Fazer da plantation campo fértil de “bichos-bichas”: notas de um antropólogo nativo
DOI:
https://doi.org/10.29327/2410051.8.23-32Palabras clave:
Afrotopias, Bicha-preta, Experimentação etnográfica, MasculinidadesResumen
Este trabalho parte de uma experiência de infância envolvendo uma saia que costumava usar. A descostura da saia, torna-se fio condutor de uma recostura narrativa – um retorno reflexivo à infância, marcada por exclusões, violências desumanizantes e fabulações de (r)existência. As linhas geram uma rede entrelaçada por “nós” conflitantes que marcaram e construíram o corpo social do antropólogo-preto-bicha que vos escreve.

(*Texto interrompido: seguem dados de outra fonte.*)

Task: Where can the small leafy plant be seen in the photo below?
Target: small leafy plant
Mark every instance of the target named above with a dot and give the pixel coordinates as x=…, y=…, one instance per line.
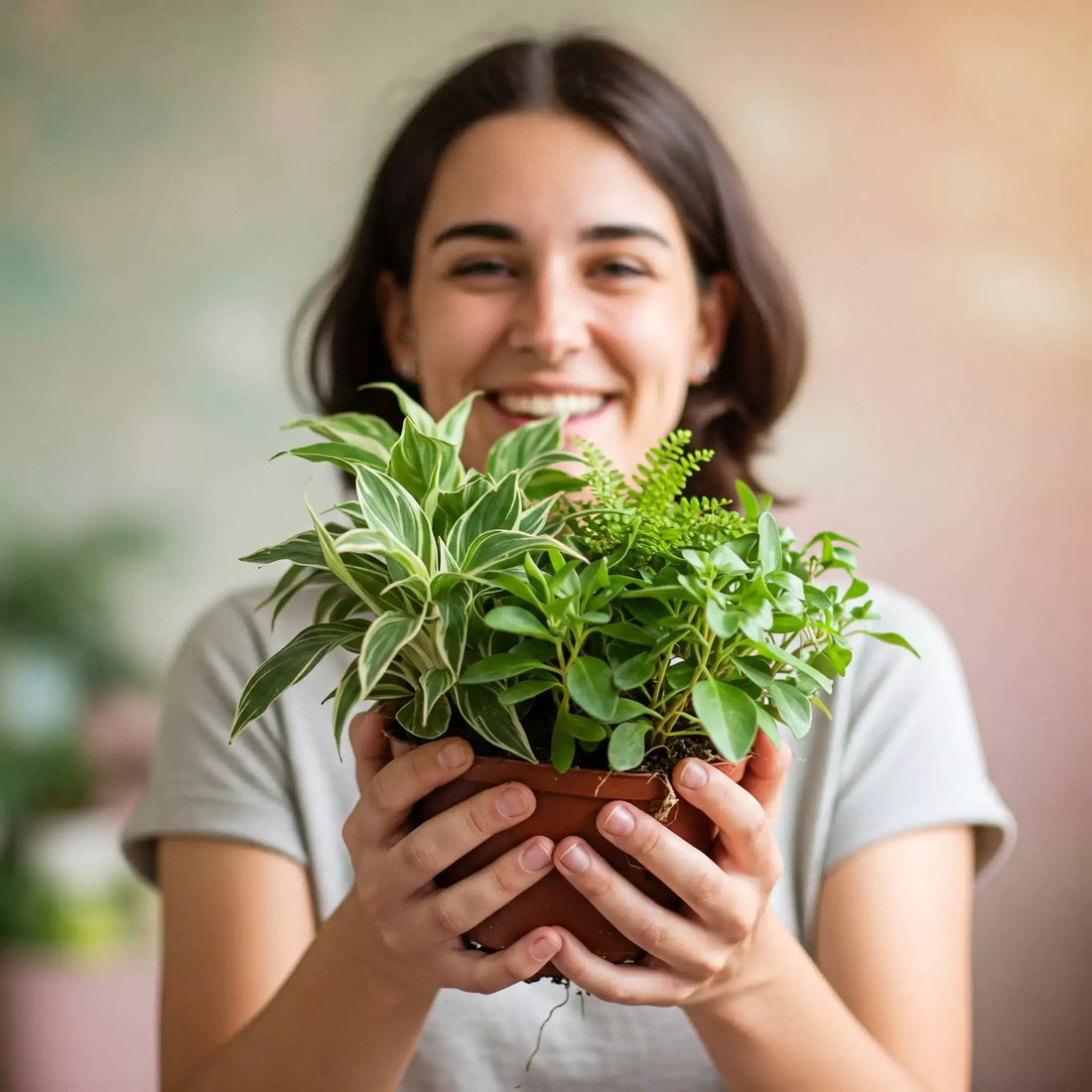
x=633, y=622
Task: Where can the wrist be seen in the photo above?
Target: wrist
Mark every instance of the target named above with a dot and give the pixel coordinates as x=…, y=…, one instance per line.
x=759, y=969
x=375, y=964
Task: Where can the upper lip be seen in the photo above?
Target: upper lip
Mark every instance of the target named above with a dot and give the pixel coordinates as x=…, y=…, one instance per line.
x=541, y=388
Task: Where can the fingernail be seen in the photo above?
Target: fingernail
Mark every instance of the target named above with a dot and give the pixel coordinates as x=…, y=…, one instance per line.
x=452, y=755
x=544, y=947
x=619, y=821
x=695, y=774
x=575, y=859
x=512, y=804
x=535, y=858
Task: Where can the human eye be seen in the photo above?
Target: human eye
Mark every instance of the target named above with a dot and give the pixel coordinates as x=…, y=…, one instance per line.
x=622, y=270
x=481, y=266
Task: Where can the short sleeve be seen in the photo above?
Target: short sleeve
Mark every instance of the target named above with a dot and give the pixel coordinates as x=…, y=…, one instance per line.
x=912, y=752
x=199, y=783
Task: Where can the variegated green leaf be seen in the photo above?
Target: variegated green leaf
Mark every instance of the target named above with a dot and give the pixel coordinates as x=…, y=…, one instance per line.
x=483, y=711
x=384, y=639
x=290, y=664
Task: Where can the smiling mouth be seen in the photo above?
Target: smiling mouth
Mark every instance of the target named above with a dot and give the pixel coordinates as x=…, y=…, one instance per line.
x=524, y=411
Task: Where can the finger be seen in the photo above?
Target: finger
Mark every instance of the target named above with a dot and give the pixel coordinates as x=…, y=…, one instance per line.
x=618, y=983
x=728, y=903
x=765, y=772
x=452, y=910
x=745, y=827
x=683, y=943
x=430, y=848
x=489, y=972
x=395, y=786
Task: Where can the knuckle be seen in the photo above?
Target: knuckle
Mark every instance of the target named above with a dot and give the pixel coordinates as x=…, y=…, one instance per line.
x=506, y=882
x=707, y=888
x=419, y=855
x=756, y=828
x=447, y=914
x=377, y=793
x=652, y=935
x=736, y=928
x=647, y=837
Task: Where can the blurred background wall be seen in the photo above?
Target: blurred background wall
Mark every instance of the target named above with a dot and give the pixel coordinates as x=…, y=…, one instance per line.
x=173, y=177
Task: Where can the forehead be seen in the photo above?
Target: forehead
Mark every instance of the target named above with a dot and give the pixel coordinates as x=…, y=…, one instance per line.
x=543, y=173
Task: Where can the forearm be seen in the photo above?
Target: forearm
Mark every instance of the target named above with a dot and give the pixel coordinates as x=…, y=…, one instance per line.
x=336, y=1024
x=785, y=1027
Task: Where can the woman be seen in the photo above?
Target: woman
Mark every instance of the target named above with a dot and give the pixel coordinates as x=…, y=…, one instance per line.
x=557, y=217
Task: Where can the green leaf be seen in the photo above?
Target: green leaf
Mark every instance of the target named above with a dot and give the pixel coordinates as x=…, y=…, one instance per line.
x=893, y=639
x=628, y=710
x=454, y=608
x=385, y=637
x=729, y=716
x=388, y=504
x=502, y=665
x=747, y=499
x=302, y=549
x=724, y=623
x=452, y=425
x=855, y=590
x=516, y=587
x=635, y=670
x=334, y=560
x=499, y=549
x=346, y=697
x=725, y=560
x=516, y=448
x=625, y=749
x=410, y=408
x=794, y=707
x=590, y=683
x=768, y=543
x=498, y=509
x=290, y=664
x=767, y=724
x=434, y=684
x=482, y=710
x=754, y=668
x=629, y=631
x=581, y=728
x=511, y=619
x=786, y=657
x=380, y=542
x=358, y=429
x=423, y=463
x=563, y=749
x=345, y=456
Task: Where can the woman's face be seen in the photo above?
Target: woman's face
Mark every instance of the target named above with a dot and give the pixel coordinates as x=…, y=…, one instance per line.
x=547, y=259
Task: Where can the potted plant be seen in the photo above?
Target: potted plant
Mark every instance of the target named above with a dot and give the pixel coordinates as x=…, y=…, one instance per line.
x=583, y=632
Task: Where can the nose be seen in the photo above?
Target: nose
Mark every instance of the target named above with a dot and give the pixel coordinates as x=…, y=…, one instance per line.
x=549, y=318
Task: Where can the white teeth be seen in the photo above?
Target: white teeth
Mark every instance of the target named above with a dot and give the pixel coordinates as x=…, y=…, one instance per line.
x=547, y=405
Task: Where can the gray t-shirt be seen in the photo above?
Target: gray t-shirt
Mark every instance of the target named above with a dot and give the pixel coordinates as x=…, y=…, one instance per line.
x=901, y=752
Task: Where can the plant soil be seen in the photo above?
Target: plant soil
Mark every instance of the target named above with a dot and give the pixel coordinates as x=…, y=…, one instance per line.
x=538, y=724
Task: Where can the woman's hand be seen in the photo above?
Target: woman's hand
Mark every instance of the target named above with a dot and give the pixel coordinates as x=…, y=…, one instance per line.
x=415, y=927
x=695, y=954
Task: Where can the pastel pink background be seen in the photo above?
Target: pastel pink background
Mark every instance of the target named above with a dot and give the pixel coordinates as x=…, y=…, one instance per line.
x=175, y=176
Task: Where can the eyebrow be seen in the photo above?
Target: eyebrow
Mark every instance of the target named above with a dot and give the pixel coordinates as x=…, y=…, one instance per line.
x=504, y=232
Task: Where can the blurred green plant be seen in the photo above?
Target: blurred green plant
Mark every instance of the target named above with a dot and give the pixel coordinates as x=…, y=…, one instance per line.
x=61, y=645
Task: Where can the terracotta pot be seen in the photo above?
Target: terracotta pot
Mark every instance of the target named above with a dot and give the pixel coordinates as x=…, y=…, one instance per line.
x=566, y=804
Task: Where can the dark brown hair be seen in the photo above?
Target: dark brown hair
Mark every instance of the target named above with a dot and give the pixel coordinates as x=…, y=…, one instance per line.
x=588, y=76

Desse modo, a metáfora da des(re)costura da saia articula elementos autobiográficos e analíticos dos dispositivos normativos que regulam quais corpos importam, a partir de marcadores raciais, de gênero e sexualidade. Com a composição-plantation, reflito sobre uma estrutura, institucionalizada desde a escravidão, que ainda hoje influência e (des)legitima certos saberes e vivências. Por fim, a antropologia bicho-bicha, propõe uma abordagem capaz de transformar predicados subalternizantes, outorgados às bichas-pretas, em possibilidades criativas que desafiam as normas do cânone antropológico, da masculinidade e do “humano” hegemônicos. A ideia central é colocar em prática epistemologias, afrotopias e bicharias que emergem da recusa radical aos limites impostos pela colonialidade. Nesse sentido, a perspectiva bicho-bicha, por ocupar uma localização fronteiriça, é capaz de acessar uma consciência múltipla de mundos e, assim, propor a reconfiguração das normas de (re)conhecimento e das práticas acadêmicas tradicionalmente rígidas e marginalizantes.